The sculptural nexus of the exhibition—a ragged chair and rug also coated in paint—is surmounted by a sixpointed, vaulted paper canopy. Through allusion, McMillian connects conventional practices like churchgoing with more subtle belief systems, including those underlying American Romantic landscape painting, which mirrored the expansionist impulses of 19th century “manifest destiny.” McMillian also suggests how such undercurrents can be evident in new forms today, whether in the proliferation of the religious right or in current foreign policies.

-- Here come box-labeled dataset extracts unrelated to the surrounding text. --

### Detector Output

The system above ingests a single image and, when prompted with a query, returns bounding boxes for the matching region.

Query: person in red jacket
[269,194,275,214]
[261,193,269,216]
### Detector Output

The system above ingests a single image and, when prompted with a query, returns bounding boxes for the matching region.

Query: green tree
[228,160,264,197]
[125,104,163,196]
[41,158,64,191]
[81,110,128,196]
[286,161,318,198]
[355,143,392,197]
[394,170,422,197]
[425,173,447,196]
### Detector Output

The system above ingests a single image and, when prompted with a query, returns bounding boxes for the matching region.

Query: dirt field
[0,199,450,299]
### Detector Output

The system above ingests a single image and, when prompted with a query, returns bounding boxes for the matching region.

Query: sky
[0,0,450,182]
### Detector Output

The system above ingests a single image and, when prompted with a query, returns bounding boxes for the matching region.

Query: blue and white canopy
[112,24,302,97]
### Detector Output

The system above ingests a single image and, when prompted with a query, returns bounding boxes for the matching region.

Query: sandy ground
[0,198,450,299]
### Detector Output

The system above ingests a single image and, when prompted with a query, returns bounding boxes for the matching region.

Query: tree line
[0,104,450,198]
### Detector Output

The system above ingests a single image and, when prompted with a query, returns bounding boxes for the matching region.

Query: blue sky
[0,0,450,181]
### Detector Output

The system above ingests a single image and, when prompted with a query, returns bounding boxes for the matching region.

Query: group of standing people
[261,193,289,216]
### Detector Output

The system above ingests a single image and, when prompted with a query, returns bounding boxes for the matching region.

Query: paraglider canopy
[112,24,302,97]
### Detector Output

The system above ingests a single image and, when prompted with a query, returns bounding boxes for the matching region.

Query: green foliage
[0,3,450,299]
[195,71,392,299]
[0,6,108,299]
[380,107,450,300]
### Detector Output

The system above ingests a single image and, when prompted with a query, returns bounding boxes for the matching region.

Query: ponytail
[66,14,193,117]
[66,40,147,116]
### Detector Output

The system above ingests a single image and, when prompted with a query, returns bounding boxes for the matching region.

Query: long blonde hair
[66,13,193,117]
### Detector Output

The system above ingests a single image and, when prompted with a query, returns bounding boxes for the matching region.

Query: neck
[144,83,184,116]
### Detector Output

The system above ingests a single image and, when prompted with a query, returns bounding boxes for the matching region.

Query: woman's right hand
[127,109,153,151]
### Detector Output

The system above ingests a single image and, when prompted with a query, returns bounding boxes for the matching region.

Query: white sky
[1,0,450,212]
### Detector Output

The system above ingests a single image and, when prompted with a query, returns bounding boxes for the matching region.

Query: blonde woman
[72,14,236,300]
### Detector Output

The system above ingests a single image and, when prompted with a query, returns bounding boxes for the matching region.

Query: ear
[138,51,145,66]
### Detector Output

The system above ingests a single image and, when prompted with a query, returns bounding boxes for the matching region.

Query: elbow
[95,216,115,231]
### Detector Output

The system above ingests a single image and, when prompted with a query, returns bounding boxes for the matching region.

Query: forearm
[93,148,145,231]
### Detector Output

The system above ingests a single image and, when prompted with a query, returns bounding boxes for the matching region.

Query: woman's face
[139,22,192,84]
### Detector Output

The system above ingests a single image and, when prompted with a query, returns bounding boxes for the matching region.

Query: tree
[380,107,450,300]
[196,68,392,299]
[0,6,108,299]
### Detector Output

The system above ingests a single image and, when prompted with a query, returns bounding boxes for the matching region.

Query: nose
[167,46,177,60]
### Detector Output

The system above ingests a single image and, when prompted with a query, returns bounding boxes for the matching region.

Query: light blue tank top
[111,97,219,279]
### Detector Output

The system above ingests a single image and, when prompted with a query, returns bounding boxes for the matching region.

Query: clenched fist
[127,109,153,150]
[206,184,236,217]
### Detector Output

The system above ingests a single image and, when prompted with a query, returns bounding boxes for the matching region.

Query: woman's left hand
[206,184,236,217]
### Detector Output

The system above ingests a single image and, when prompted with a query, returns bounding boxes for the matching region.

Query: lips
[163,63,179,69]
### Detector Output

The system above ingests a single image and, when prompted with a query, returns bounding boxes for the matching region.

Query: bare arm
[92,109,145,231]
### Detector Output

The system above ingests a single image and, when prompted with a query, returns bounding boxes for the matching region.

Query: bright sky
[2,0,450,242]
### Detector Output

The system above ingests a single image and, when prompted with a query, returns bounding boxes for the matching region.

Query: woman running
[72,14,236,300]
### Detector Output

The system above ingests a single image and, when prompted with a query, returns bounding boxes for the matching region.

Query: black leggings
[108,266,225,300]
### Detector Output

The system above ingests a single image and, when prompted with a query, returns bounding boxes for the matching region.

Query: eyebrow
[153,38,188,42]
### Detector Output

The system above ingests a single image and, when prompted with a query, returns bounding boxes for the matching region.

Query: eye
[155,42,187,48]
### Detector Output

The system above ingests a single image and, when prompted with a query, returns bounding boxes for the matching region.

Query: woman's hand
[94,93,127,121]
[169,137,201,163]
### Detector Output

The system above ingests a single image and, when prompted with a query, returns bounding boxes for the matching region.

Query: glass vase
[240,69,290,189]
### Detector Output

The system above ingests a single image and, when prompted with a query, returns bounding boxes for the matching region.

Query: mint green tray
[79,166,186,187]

The sound component to the installation, Pelicans in Texas, by Stefan Tcherepnin, is a synthesizer-based minimalist composition that pulses back and forth between silence and a cacophonous, yet oddly meditative, sounds. Bass frequencies and recurring dissonances bounce throughout the space, permeating the installation. Formally trained in both painting and foreign affairs, Rodney McMillian juxtaposes a variety of media in his exhibitions and performances—from realist paintings to found objects and video—resisting adherence to a single creative practice. These strategies provide a language to examine an idea of history as a non-linear construction, consumerism and pop culture. McMillian was born in Columbia, SC, in 1969 and currently lives and works in Los Angeles, CA. He received his MFA from the California Institute of the Arts, Valencia, CA, in 2005. He has had solo exhibitions at Neuer Aachener Kunstverein (NAK), Aachen, Germany (2007); Susanne Vielmetter Los Angeles Projects, Culver City, CA (2006, 2003); and Triple Candie, New York, NY (2003), among others. His group exhibitions include the Whitney Biennial, Whitney Museum of American Art, New York, NY (2008); Rodney McMillian and Olga Koumoundouros: On a Porch, LAXART, Los Angeles, CA (2007); and Painting in Tongues, Museum of Contemporary Art, Los Angeles, CA (2006). He was recently awarded the William H. Johnson Prize by The William H. Johnson Foundation for the Arts (2007).